Change G/T to −22 dB/K. Re-run with the default 30° elevation:
- C/N₀ drops by 10 dB to 96.3 dBHz.
- Margin = 96.3 − 44.8 = 51.5 dB.
Step 4: Scale up the data rate
What if your payload wants to downlink imagery at 115 kbps instead of telemetry at 9600 bps? Change Data Rate to 115,000 bps.
- Required C/N₀ = 5 + 10·log₁₀(115,000) = 5 + 50.6 = 55.6 dBHz
- Margin (at default preset) = 106.3 − 55.6 = 50.7 dB
Step 5: Use Monte Carlo for the design review
Before submitting a CubeSat Mission Authorization (IARU or FCC) or presenting at a design review, run the Monte Carlo. The tool perturbs:
- EIRP ±0.3 dB — accounts for satellite power variations, matching-network loss, antenna pattern nulls.
- G/T ±0.3 dB — accounts for LNA drift, feedline loss variation.
- Pointing loss exponential, mean 0.2 dB — accounts for rotor tracking error and spacecraft attitude jitter.
- Rain rate log-normal σ=0.5 — irrelevant at UHF but doesn't hurt.
- Scintillation σ=0.4 dB normal.
Saving the scenario
Once you've explored the variants above, click Copy scenario URL and paste the link into your mission documentation. Reviewers can click it and see the exact same inputs. Click Export CSV to dump an AMSAT/IARU-format spreadsheet that you can paste into your mission design-review packet.
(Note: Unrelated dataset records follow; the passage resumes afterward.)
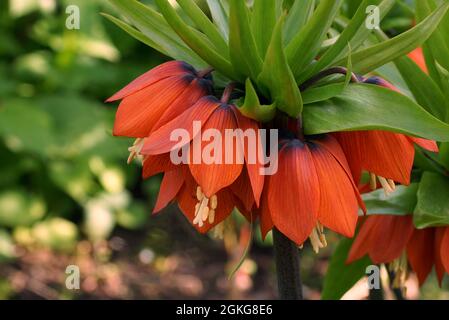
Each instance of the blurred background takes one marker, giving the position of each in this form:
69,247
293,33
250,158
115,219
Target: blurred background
67,196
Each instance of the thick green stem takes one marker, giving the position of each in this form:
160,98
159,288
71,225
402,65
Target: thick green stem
287,267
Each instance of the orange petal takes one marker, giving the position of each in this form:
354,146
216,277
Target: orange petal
159,141
429,145
389,155
195,91
266,223
439,245
365,239
139,112
217,175
153,165
170,186
293,192
332,146
392,234
165,70
444,249
338,208
253,164
420,253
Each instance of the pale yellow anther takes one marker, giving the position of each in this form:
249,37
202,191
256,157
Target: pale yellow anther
214,202
218,230
205,208
372,181
211,216
386,186
134,150
199,194
317,238
204,213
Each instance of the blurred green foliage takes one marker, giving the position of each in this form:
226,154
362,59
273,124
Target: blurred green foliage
63,176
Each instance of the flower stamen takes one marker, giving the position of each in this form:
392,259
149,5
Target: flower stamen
399,268
387,184
134,150
205,208
317,238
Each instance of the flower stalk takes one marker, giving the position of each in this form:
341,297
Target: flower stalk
287,267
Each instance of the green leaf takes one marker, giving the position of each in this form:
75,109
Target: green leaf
25,127
340,277
424,89
204,24
219,16
242,45
277,78
438,43
375,56
307,43
402,202
432,209
368,107
252,108
153,26
135,33
195,40
325,92
263,22
298,16
363,33
356,24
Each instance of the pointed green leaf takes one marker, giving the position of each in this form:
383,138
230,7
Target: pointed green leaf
424,89
252,108
307,43
375,56
263,22
432,209
277,78
205,25
134,33
298,16
153,26
402,202
219,16
242,45
357,23
195,40
368,107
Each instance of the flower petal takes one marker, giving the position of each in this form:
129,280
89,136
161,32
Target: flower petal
188,98
160,140
420,253
170,186
338,208
242,190
153,165
165,70
293,192
429,145
253,165
439,266
139,112
221,172
389,155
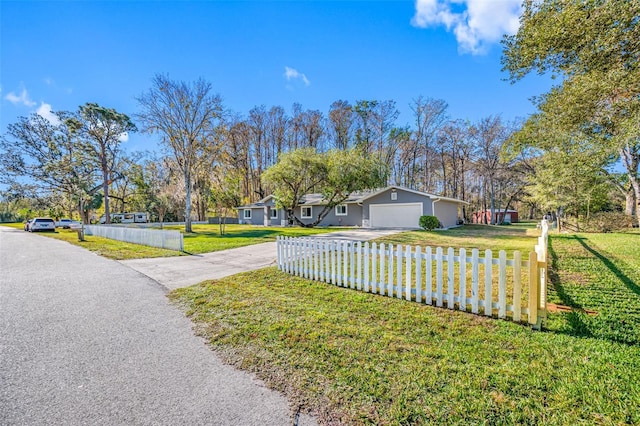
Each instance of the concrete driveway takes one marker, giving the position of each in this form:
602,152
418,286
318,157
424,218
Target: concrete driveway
176,272
85,340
Takeaways for cubesat teams
- UHF amateur links have huge margins. Don't over-engineer. 500 mW and an omni antenna works.
- The binding constraint isn't link budget. It's Doppler, spacecraft tumble, ground multipath, and local noise.
- A portable handheld can copy your satellite. Good news if your primary ground station goes down.
- Scale up the data rate if you can. You're leaving bandwidth on the table at 9600 baud.
- Run Monte Carlo for the design review. Even if the distribution is tight, reviewers want to see it.